Melihat itu si ibu berusaha bangkit kembali. Tapi rupanya ia telah kehabisan
tenaga. Ia pun hanya bisa mengangkat tangan dan berdoa. “Ya Tuhan. Apa pun
kahendakmu akan kuterima dengan rela. Tapi kumohon, jangan ambil nyawa anakku
sementara aku masih hidup di sisinya.” Setelah memanjatkan doa itu si ibu rebah
ke tanah. Sementara si bayi masih bertahan dengan tangisannya. Laut segera
bersiap melahap mereka ketika tiba-tiba terdengar suara menyerunya. “Hentikan!

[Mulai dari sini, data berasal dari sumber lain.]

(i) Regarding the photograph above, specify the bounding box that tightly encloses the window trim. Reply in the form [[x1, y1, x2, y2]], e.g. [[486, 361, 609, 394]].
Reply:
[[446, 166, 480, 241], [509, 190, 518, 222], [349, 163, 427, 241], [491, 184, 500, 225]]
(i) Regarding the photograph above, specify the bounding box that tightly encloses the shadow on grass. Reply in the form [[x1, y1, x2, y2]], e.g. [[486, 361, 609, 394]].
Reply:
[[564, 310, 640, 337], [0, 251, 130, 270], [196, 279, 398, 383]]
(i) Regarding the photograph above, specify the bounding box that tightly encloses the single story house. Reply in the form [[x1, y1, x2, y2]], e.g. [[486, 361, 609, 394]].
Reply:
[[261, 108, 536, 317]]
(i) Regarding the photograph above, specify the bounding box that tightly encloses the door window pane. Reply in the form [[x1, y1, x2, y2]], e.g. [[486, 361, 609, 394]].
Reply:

Jangan kalian teruskan!” Laut menghentikan laju badainya. Gunungpun tak beraksi
lagi. Sementara hutan menghentikan longsoran tanahnya. “Siapa kau?” Seru mereka
serempak. Sumber suara itu kembali berujar dari atas langit. “Aku membawa pesan
Dari Tuhan untuk kkalian. Apa yang kalian lakukan itu belum waktunya.” “Apa
katamu? Kami rasa sudah waktunya untuk memberi pelajaran pada mereka.” Angin
membela diri mewakili sahabat-sahabatnya. “Tuhan telah menentukan kapan mereka
akan binasa. Tuhan pula yang menentukan kapan kehidupan ini akan berakhir. Tak
ada hak bagi kalian untuk mendahului ketetapan itu? Lagipula apakah kalian
sudah lupa. Bahwa Tuhan maha pengasih, maha penyayang? Tidakkah kalian lihat
betapa lemah bayi yang masih menyusu pada ibunya? Juga betapa khusyu`nya mereka
yang berdo`a sambil menyebut nama-Nya? Tuhan tak akan menurunkan azabnya,
selama masih ida itu semua. Lalu mengapa kalian mengambil alih posisi seolah
kalian menjadi Tuhan? Padahal kalian adalah juga hamba ciptaan-Nya yang juga
haarus tunduk pada ketetapannya?” Mereka semua diam. Tak ada yang berani
membantah. Kini tahulah mereka bahwa apa yang mereka lakukan itu adalah
semata-mata karana kekesalan mereka pada ulah sebagian manusia. Mereka juga
menyadari, bahwa tuhan tak merestui perbuatan mereka itu. Kini mereka hanya
bisa tunduk, pasrah pada apa yang akan Tuhan lakukan terhadap mereka.